Post date: Nov 11, 2016 9:26:23 PM
This article published on “Al Huffpost,” the Huffington Post’s French-language Moroccan outlet, is a Moroccan sociologist’s deconstruction of the issue of the “burkini” (the modest swimsuit for Muslim women that has been in and out of international news since 2009 after it was controversially banned in France). Dialmy opens with his own criticism of the burkini on the grounds that “it implicitly accuses the woman of being the source of debauchery and public disorder. The burkini reduces her to being nothing but a body to cover.” The author manages to look past his own thoughts to analyze the copious opinions that have kept the burkini in the news and in politics, but although professing to take a feminist stance, the article does not give much of a voice to women’s perspectives and reactions on this issue. Some French city governments condemned the garment as representative of Islam’s enslavement of women, but it is important to remember that most if not all women wearing the burkini have made that choice to do so themselves. Whether intended as a religious statement or not, the recent popularity of the burkini is one manifestation of a ‘pious modern’ as described by Lara Deeb in An Enchanted Modern.
In the 1960s and 70s, mixed-gender beaches and typical swimsuits were not a problem at all in Morocco.
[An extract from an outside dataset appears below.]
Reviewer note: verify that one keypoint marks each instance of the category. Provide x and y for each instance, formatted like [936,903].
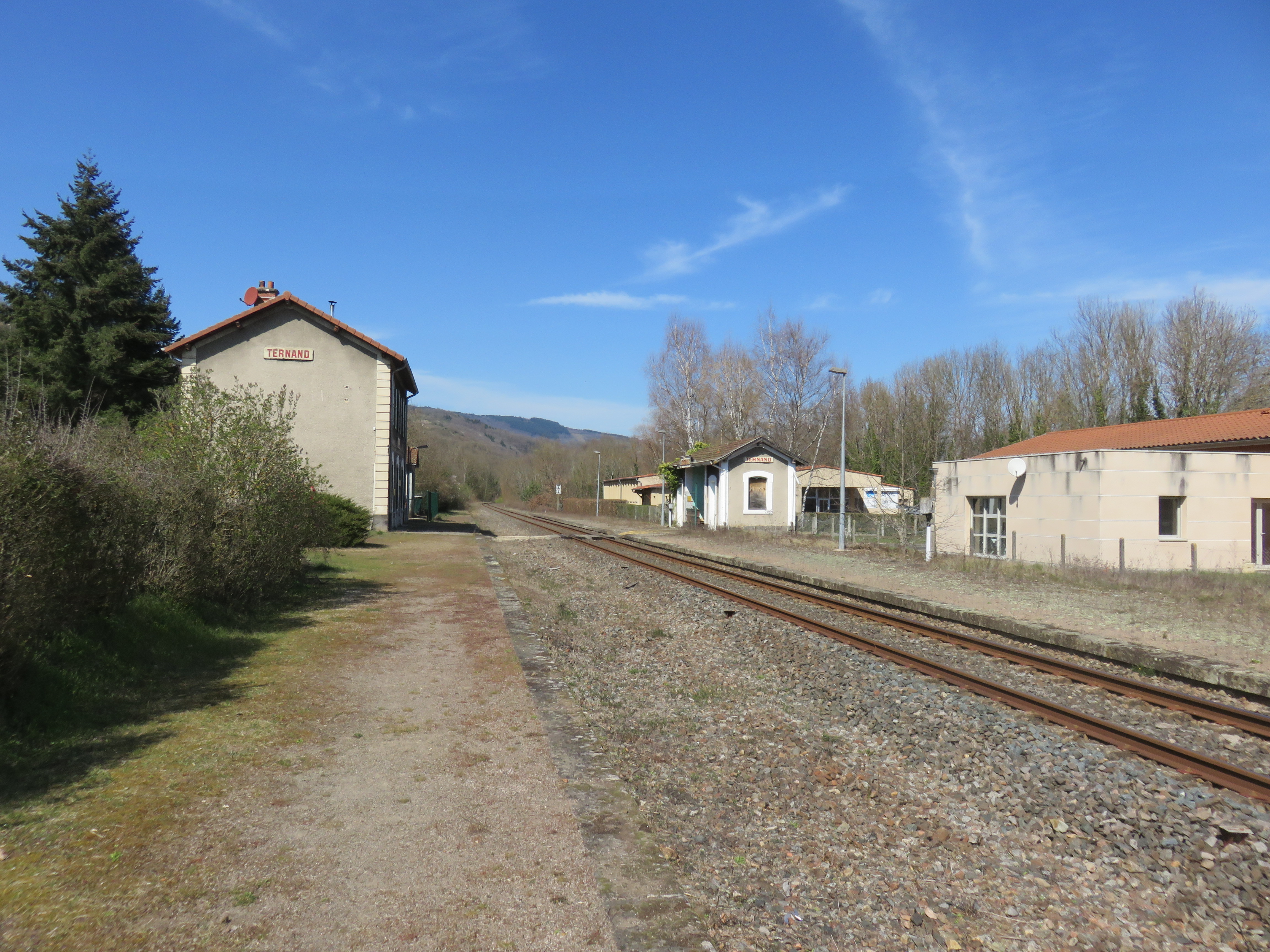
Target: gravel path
[816,798]
[422,810]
At that time, Dialmy writes, “the challenge was to modernize Islam and to show that Islam is compatible with modernity.” But today the burkini is showing Islam’s compatibility with modernity in a different way, again reflecting some of Deeb’s anecdotes of Shi’a women defining their own pious modern, reflecting in practice their understanding of an ‘authenticated’ Islam.
Dialmy challenges the assumption that Western culture is always the one associated with liberty by citing the fact that the Moroccan government has not placed restrictions on women’s beachwear, “[defending] liberty of dress on public beaches by protecting women in swimsuits without preventing the ‘pro-bikini’ from wearing the burkini…France must do the reverse by protecting the civil and civic rights of those women who wish to wear a burkini” (However, this argument is compromised by the fact that in 2014 the burkini was actually banned at a handful of Marrakech resort hotels catering to tourists). Unfortunately, in concluding that “those who wear [the burkini] embody, independently of their intentions, a moderate, middle-ground Islam that lies between radical Islam and radical modernity,” the article does not break out of the trope of dichotomizing Islam and the West, but also draws a crucial comparison between Islamic and Western restrictions of liberty in the ‘modern’ world.